For still too many, the road to justice is long in China
Grenville Cross says the arrival of new mainland legal safeguards is an important development for rule of law, but implementation is essential if further miscarriages of justice are to be avoided

In 1995, Nie Shubin, a farmer aged 21, was executed for the rape and murder of Kang Juhua, a woman in her thirties, in Hebei province. In 2005, however, a man called Wang Shujin, who was wanted in connection with three other rape-murder cases, confessed to the offences and described the crime scene to the police in detail. Nie had allegedly been tortured into confessing to the crimes, and his mother, Zhang Huanzhi, who said her son's death had "destroyed my future", has campaigned ceaselessly to clear his name.
However, the Hebei High Court, which approved the death penalty in Nie's case, rejected Wang's confession to the murder, and Nie's convictions stand. The Hebei authorities, moreover, refused over 50 requests from Zhang's lawyers to examine the complete case papers, allowing only one request, in 2013. Even then, the lawyers were only allowed to see 26 pages out of 137, which were carefully selected to prove Nie's guilt.
Last December, however, the Supreme People's Court intervened and transferred the case from Hebei to the Shandong High Court, which granted the family access not only to Nie's case files but also to Wang's. One of Zhang's lawyers, Li Shuting, concluded that "the case is 100 per cent a wrongful execution", and there are now high hopes that Nie's convictions will be overturned.
The mainland authorities have recently tightened the safeguards for suspects in criminal cases, partly in response to miscarriages of justice, but also to raise criminal justice standards to international norms.
In March 2012, the National People's Congress approved amendments to the Criminal Procedure Law designed to prevent the use by trial courts of illegally obtained evidence. In particular, coerced confessions are not now admissible against a suspect, and evidence obtained by illegal means must be excluded at trial.

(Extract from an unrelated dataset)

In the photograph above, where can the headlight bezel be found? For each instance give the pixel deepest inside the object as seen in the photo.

Although this was a positive step, there is an onus on an accused to provide evidence that he was tortured, and instances of forced confessions being excluded at trial are hard to come by. An additional problem has been the willingness of the courts to accept undertakings by the police that they have not engaged in improper questioning of suspects, even where there has been lengthy interviewing in oppressive circumstances.
Investigators, moreover, have sometimes been able to exploit legal ambiguities to get around the new requirements, and it remains to be seen if the Ministry of Public Security, which supervises the police, will fully throw its weight behind the reforms. To its credit, however, the ministry has recently issued a directive proscribing "coerced confessions and torture", and this, hopefully, is more than mere window dressing.